When I look through 1940's & 1950's copies of National Geographic I never fail to marvel at some of the colour/pattern combinations of the ‘resort wear' whether illustrated in holiday ads or in those distinctive deeply saturated colour photos that accompany the articles. Some of the outfits would definitely cause a stir in the Caribbean, Florida or wherever of 2011. The cut and style of the clothes are familiar enough but it’s the diversity of the colours that is the real shock to the modern eye.
Staceyboy
as far as i ever knew "jivy ivy" was a reference to the more extreme jazz styles. on here it seems to be used for everything from hawaiian shirts to elvis rockabilly suits. stamp out imprecise usage. onward!

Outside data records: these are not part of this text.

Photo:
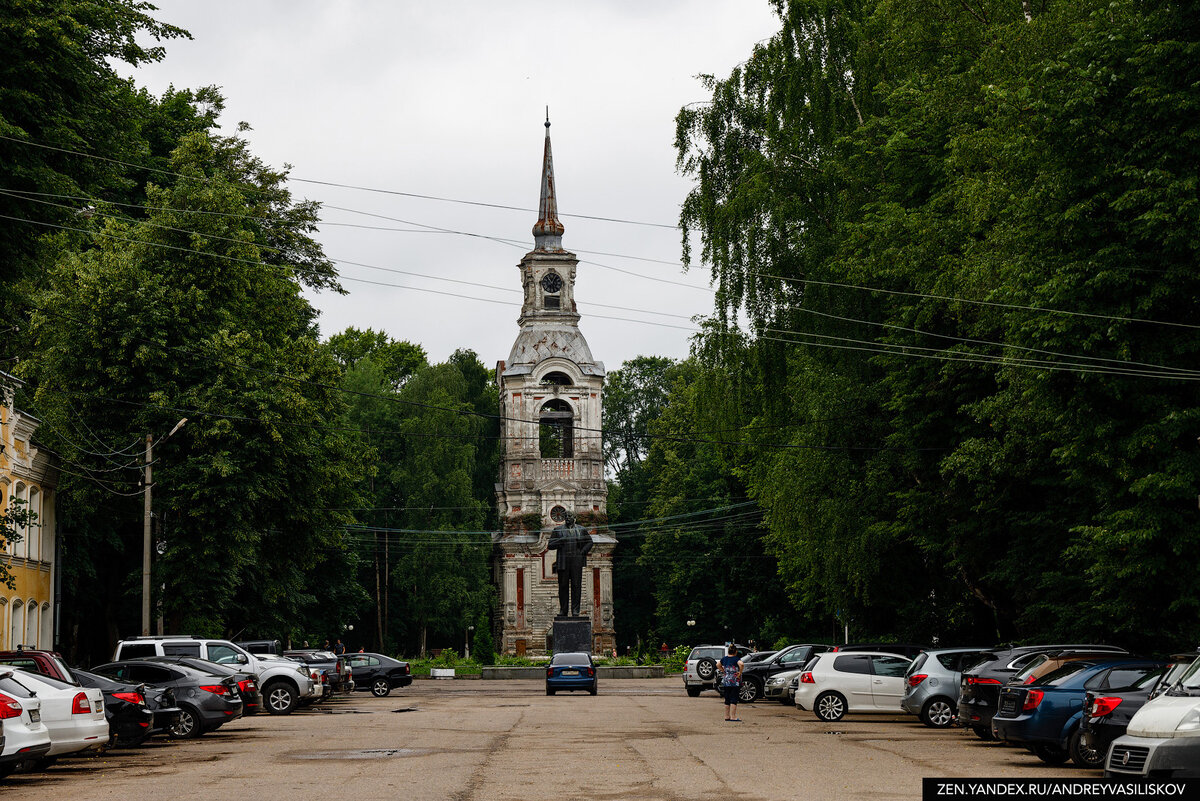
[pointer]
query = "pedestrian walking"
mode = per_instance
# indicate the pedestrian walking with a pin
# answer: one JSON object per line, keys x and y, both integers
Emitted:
{"x": 731, "y": 682}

I thought that Jivy Ivy was an exaggeration of Ivy styles... a little bit more slim than usual, shorter hemlines, skinny lapels, not just narrow ones...
and maybe a little bit more flash and loud, shiny sharkskin suits, you know... like the rat pack suits...
more Las Vegas entertainment than serious jazz musician...
I thought that some of Elvis' clothing was part of this, too.
Here's some great pics from the summer of 1952 pertinent to this thread
http://www.askandyaboutclothes.com/forum/showthread.php?96702-Gentry-No.-3-Summer-1952&highlight=Gentry
nice, thanks!
This brings us back round to the 'Tiki' craze of the 50's and 60's which we discussed moons ago.
There are some fantastic shirts from that period, but when you would where them in a non-ironic fashion, I don't know?
So how big a statement was the material of Georgie's jacket in London back in the day?
It must have been a real bolt from the blue. Maybe?
(See the cute thing I did there about a bolt of cloth? Oh the fun we have !)
^ Whoa! That's madder than mine - but, worn as it should be - white shirt, simple chinos, dark tie - it works. You're saying -I've got this sucker under control....
Top marks.
Howard Rumsey's Lighthouse club originally had a Polynesian theme, and there's plenty of photos of a young Chet and Miles in Hawaiian shirts and one of Chet in a Polynesian style jumper at one of the Pacific Jazz session photographed by Claxton.
The last companies to do batik styles, must have been Mambo and Ocean Pacific back in 1988.
As per Harpo's and Staceyboy comments and Cardinals photos and links attest to, is that there was a major catacylism between vacation wear and normality. Dressing for context indeed, maybe they were more professional at work than now and really let rip during their holidays, much more than now. Quite possibly.